Inflation might get most of the headlines, but that doesn’t necessarily mean it should be the guiding factor in all investment decisions.
“As with any investment portfolio related approach, it’s important to consider the whole puzzle and not just one piece of it,” says Pratt. “Some folks may be more impacted in their investment portfolio by inflation while others not so much. Every investor likely has goals, time horizons, risk tolerances and investment preferences unique to them, so take these considerations into account and be sure to maintain proper diversification that matches the investor’s specific time horizons and risk tolerance.”
Low interest rates enticed a lot of people, including physicians, to take on more debt than they probably should have. A new house, new car, new boat — all sound great with cheap financing and a low interest rate.
But some of those loans may have variable rates, which are increasing as the Federal Reserve continues to raise rates to counter inflation. Each time the rate goes up, so do all those loan payments. Should physicians be looking to refinance variable-rate loans into fixed-rate loans?
“In general, loans on assets that will decline in value, such as boats and cars, should be paid down or paid off,” says Michael Joyce, CFA, CFP, president of Agili. “Homes will generally increase in value and can be leveraged. Always be careful about refinancing costs, which can rapidly eat up any interest rate savings.”
W. Ben Utley, CFP, president and a primary advisor with Physician Family Financial Advisors, says that now is a good time to refinance variable rate loans to fixed rate loans, but one thing needs to be kept in mind. “Having debt is a good thing during inflationary times,” he says. “You borrowed with 2022 dollars and you’ll be repaying with dollars from 2023, 2024 and beyond, and all those future dollars are worth less than they would be if there were no inflation.”
If a loan has a short payback timeline of only a few months, Jeff Pratt, CRC, a financial advisor with Finity Group, says there probably isn’t a need to refinance. Although physicians may also be tempted to try to quickly pay off fixed rate loans with low interest rates, this might not always be the best option. For example, if the loan rate is 2%, taking the extra money that would be used to pay off that loan might be better allocated into the stock market where that money might yield a better overall return.
“Risk tolerance in the stock market can also play a role in determining how best to approach debt repayments as someone who believes they can average an 8% return in the market is likely going to address their debt package differently than someone who believes they can only average a 5% return in the market,” says Pratt.

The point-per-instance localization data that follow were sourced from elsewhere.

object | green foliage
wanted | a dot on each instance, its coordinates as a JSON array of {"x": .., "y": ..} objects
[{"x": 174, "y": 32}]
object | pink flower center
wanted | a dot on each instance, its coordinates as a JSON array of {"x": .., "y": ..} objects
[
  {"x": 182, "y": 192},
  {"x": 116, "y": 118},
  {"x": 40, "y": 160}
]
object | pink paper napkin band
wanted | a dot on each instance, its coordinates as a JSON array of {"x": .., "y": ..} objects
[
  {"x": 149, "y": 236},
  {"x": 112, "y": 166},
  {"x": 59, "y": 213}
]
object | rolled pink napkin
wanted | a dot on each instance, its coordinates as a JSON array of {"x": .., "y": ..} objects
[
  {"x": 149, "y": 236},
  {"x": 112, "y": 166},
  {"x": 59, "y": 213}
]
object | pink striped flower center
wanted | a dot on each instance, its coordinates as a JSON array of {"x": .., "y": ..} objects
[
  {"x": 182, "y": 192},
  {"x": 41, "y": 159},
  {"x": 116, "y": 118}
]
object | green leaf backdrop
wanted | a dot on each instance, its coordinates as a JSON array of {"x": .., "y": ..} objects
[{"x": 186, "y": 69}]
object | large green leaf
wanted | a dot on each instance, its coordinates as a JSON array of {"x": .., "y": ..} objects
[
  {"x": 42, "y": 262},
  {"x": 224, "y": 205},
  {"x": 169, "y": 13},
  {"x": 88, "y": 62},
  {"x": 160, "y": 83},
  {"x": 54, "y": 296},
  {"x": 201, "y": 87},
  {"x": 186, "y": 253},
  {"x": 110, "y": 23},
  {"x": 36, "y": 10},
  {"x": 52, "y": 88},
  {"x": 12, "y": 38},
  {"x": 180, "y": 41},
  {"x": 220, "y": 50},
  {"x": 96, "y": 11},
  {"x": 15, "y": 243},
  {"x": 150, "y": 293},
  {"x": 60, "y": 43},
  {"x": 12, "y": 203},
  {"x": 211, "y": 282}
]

For those with multiple debts with different interest rates and loan types, Pratt says the most efficient way to pay them down is to rank them by their after-tax interest rates and pay the minimum due on all of them expect for one — the debt with the highest interest rate — and pay extra on this one to accelerate its repayment. Once the highest interest debt is paid off, then apply the amount you were paying on the original highest interest rate debt toward the balance on the next highest rate, and so forth.
“Mathematically, this will minimize the total amount of interest paid over the life of all debts on a balance sheet as we’re considering the opportunity cost of each unique debt carried,” says Pratt.